Il n’en reste pas moins qu’il a le mérite d’être divertissant et que, si le monde créé par l’auteur ressemble trop à un monde dans lequel évoluent les anciens participants de télé-réalité, il n’en reste pas moins qu’en fait, on sent, derrière ce récit, une importante réflexion sur les « coulisses » - qui ne sont malheureusement pas assez présentes.
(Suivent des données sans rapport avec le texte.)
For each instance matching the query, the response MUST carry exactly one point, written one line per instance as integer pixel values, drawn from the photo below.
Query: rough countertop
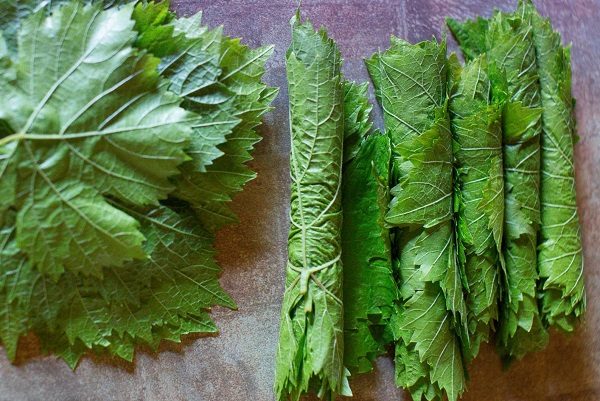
(238, 364)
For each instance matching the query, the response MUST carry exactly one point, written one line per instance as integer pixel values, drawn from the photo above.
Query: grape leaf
(369, 287)
(410, 85)
(479, 198)
(169, 291)
(509, 45)
(120, 135)
(560, 257)
(310, 353)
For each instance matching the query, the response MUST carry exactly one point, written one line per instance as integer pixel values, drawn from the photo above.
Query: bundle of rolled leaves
(124, 133)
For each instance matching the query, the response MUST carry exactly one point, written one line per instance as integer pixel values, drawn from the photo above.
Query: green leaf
(416, 200)
(167, 292)
(311, 341)
(171, 291)
(119, 135)
(410, 85)
(560, 255)
(509, 46)
(369, 287)
(357, 121)
(479, 197)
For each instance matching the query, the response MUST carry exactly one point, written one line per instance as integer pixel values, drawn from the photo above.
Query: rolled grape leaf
(560, 258)
(509, 47)
(410, 85)
(311, 341)
(479, 198)
(369, 287)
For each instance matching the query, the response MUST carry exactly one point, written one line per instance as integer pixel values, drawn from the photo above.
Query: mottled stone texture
(237, 365)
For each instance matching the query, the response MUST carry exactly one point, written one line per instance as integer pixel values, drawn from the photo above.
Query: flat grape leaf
(509, 45)
(120, 135)
(165, 296)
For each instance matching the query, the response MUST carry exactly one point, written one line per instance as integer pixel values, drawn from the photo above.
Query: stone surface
(238, 364)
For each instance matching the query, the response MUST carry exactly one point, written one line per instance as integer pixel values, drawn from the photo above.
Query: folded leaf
(410, 85)
(560, 257)
(119, 135)
(369, 287)
(311, 338)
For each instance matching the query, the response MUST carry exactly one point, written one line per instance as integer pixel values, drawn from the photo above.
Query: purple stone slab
(238, 365)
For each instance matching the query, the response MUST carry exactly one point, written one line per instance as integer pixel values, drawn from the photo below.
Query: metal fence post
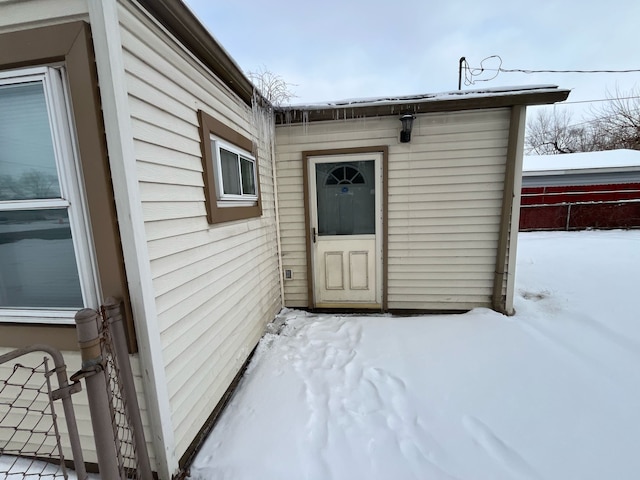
(95, 381)
(113, 313)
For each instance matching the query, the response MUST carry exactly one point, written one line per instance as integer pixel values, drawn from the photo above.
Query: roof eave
(185, 26)
(288, 115)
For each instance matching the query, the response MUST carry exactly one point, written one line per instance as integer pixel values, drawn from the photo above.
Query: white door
(346, 230)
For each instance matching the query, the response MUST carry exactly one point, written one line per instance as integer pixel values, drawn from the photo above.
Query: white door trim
(377, 250)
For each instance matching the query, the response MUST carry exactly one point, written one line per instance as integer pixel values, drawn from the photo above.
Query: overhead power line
(471, 73)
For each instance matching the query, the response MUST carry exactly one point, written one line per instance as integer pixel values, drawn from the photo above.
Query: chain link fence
(115, 413)
(32, 384)
(30, 437)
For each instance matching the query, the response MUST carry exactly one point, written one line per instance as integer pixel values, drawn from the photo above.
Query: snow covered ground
(550, 393)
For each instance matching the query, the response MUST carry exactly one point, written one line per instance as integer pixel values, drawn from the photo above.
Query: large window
(231, 175)
(46, 263)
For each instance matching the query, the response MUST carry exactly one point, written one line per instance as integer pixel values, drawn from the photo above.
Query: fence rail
(30, 388)
(29, 429)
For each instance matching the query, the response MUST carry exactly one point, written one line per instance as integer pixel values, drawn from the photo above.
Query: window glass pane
(27, 161)
(346, 198)
(39, 267)
(230, 173)
(248, 178)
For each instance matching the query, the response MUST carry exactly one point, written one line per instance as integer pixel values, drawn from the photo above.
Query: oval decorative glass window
(344, 175)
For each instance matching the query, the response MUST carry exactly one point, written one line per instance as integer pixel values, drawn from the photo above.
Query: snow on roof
(583, 161)
(451, 95)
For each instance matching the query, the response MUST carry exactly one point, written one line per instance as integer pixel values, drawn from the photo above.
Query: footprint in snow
(497, 449)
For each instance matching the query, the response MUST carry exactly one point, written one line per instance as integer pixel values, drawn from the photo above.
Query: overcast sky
(340, 49)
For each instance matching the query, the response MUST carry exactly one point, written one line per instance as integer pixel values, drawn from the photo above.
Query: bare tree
(616, 124)
(618, 121)
(273, 87)
(551, 133)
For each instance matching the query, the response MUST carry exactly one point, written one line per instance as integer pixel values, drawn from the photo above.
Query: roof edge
(429, 103)
(186, 27)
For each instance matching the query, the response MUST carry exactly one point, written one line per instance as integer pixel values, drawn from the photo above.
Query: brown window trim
(71, 44)
(210, 126)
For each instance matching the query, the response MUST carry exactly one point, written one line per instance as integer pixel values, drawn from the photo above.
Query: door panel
(346, 222)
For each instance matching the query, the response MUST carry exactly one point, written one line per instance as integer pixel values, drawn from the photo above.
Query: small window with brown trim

Mais commençons par le début :
L’intrigue
Nous nous trouvons dans un New York du futur où nous faisons la connaissons de Lenny Abramov, 39 ans. Ce monde est totalement otage de la technologie et de l’apparence. Tout un chacun se promène avec un « smartphone » du futur qui délivre des informations personnelles et intimes sur lui à tous ceux qu’il croise, et il est jugé en permanence par son entourage, par ses collègues mais aussi par des inconnus. Dans ce monde, les renseignements bancaires sont une affaire publique, puisqu’en passant devant des « bornes de crédit » qui se trouvent dans la rue tel des horodateurs, le crédit de tout passant s’affiche.
Bref, plus aucune vie privée. Nous sommes dans un monde de télé-réalité.
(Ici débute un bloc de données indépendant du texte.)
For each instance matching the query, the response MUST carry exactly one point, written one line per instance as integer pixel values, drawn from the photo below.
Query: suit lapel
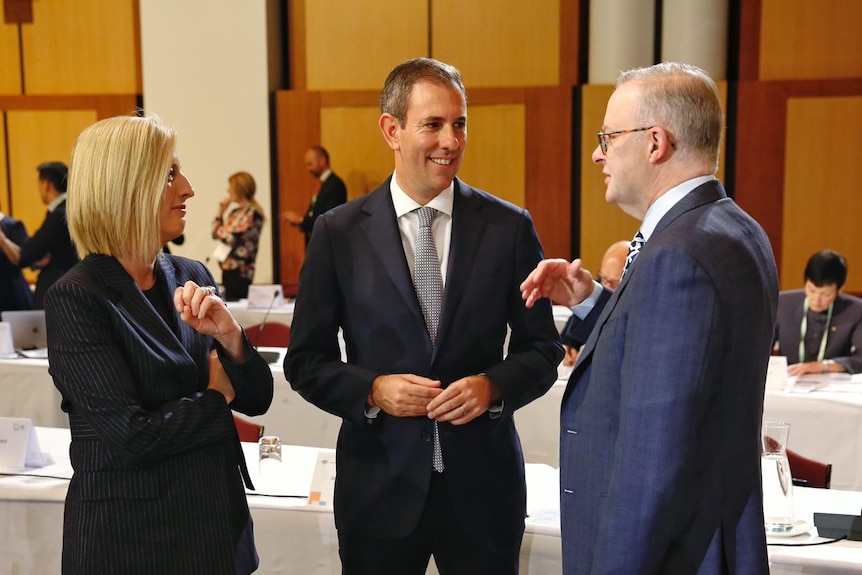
(132, 303)
(467, 230)
(381, 228)
(705, 193)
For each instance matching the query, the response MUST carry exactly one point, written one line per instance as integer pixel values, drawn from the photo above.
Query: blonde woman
(239, 234)
(158, 483)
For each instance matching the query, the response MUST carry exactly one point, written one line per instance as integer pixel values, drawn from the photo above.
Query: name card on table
(265, 296)
(323, 481)
(776, 373)
(19, 446)
(7, 347)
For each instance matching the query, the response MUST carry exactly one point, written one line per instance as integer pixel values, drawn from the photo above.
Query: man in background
(50, 249)
(422, 276)
(14, 291)
(610, 273)
(660, 421)
(331, 191)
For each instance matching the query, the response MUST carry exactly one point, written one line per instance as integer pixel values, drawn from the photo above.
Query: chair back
(247, 430)
(269, 334)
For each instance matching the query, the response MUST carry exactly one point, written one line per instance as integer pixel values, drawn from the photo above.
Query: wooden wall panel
(761, 133)
(499, 44)
(801, 39)
(821, 202)
(297, 116)
(10, 70)
(495, 154)
(36, 137)
(4, 172)
(548, 154)
(99, 54)
(354, 45)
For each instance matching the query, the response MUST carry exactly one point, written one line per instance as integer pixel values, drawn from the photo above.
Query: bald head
(612, 264)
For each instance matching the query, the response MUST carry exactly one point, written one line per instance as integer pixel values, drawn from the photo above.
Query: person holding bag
(238, 235)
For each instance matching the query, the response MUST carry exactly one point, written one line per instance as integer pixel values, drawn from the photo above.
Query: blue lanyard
(803, 329)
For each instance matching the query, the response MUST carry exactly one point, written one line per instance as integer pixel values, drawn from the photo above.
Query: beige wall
(206, 74)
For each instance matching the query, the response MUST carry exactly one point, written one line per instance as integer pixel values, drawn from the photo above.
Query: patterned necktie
(429, 289)
(634, 250)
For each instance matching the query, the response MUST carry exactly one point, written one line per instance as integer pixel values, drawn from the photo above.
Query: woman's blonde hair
(117, 180)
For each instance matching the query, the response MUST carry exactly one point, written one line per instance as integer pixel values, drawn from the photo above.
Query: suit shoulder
(186, 267)
(483, 201)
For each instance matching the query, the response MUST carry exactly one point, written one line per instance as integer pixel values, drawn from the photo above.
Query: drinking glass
(777, 480)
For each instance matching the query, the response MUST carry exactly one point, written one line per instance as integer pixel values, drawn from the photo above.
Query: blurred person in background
(239, 235)
(330, 191)
(819, 327)
(50, 249)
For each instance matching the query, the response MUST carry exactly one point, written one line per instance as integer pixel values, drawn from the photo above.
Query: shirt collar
(667, 201)
(403, 203)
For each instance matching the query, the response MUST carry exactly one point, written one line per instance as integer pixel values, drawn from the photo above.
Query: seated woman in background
(819, 329)
(239, 235)
(158, 467)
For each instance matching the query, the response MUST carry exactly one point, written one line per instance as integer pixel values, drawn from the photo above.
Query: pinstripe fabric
(156, 487)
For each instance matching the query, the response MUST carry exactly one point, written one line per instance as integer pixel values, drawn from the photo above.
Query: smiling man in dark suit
(429, 462)
(660, 421)
(331, 191)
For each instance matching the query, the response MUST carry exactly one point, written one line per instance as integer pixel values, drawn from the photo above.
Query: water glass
(777, 480)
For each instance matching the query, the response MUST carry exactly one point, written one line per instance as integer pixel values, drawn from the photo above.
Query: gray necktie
(634, 250)
(429, 289)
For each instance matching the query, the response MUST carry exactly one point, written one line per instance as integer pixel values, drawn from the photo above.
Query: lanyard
(803, 329)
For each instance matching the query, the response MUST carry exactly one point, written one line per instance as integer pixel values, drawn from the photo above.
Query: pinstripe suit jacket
(660, 421)
(156, 487)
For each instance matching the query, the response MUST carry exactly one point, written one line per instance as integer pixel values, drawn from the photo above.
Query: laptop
(28, 329)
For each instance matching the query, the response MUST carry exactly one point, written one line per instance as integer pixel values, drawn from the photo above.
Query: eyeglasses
(605, 137)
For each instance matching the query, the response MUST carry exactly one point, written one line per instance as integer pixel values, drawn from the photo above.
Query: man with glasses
(660, 421)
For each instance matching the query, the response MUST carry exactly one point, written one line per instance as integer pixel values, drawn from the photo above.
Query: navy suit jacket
(356, 277)
(157, 485)
(52, 237)
(844, 342)
(332, 193)
(660, 421)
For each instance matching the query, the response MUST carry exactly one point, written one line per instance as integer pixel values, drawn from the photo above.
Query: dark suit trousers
(457, 548)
Et ce concept est poussé au bout : la valeur suprême est la jeunesse éternelle. Il faut être beau, mode, jeune. Si possible suivre un programme de rajeunissement, tenter d’acquérir la vie éternelle, qui est réservée à une élite qui a les moyens.
Lenny, le héros, n’est pas très beau, il est vieillissant, perd ses cheveux à l’approche de la quarantaine, ses analyses sanguines ne sont pas très réjouissantes non plus (et tous y ont accès), quand il entre dans un pub il est automatiquement classé parmi les moins attirants (car, n’oublions pas, tous sont jugés en permanence et toute information est publique).
Or, Lenny fait la connaissance de la très jeune et très belle Eunice Park. Celle-ci ne s’intéresse d’abord pas à lui, ne fait que passer un moment avec cet homme qu’elle juge sympathique mais très peu attirant.
Seulement, quand elle souhaite revenir à New York pour sa famille, elle n’a qu’un seul moyen : vivre chez Lenny.
Celui-ci, fou d’amour, accepte tout, et lentement Eunice s’attache à cet homme gentil, même si elle reste attiré, comme tout le monde, par l’apparence.
Cette petite histoire d’amour se déroule dans un monde qui va vers le chaos : la Chine semble prendre le dessus, la révolte menace, la guerre menace. Vivre dans la grosse pomme est devenu difficile, d’autant plus que plus personne ne se parle, tous ne regardent que les émissions les plus bas-de-gamme et ont oublié comment réfléchir.
Alors, jugeons, jugeons
Le récit nous est livré à travers des e-mails, un journal intime (celui de Lenny).
L’auteur s’efforce de modifier largement son style d’écriture selon la plume qu’il emprunte. Ainsi, lorsque nous lisons les mails d’Eunice, le langage est celui que vous entendez dans « Secret Story » et autres émissions du même type, alors que Lenny s’exprime normalement.
Nous nous attachons effectivement à Lenny, qui vit dans un monde, selon des règles, qu’il accepte mais qu’il ne comprend au fond pas. Il tente de faire comme les autres, sans conviction.
Sinon, les autres personnages sont ceux qu’on croise dans les télé-réalités : standardisés, sans caractère propre, uniformes même, on les oublie une fois qu’on a tourné la page. Ils ne laissent aucune marque, on sait simplement qu’ils sont superficiels, attachés à leur apparence et qu’ils ne se jugent que par des critères normalisés qui circulent librement.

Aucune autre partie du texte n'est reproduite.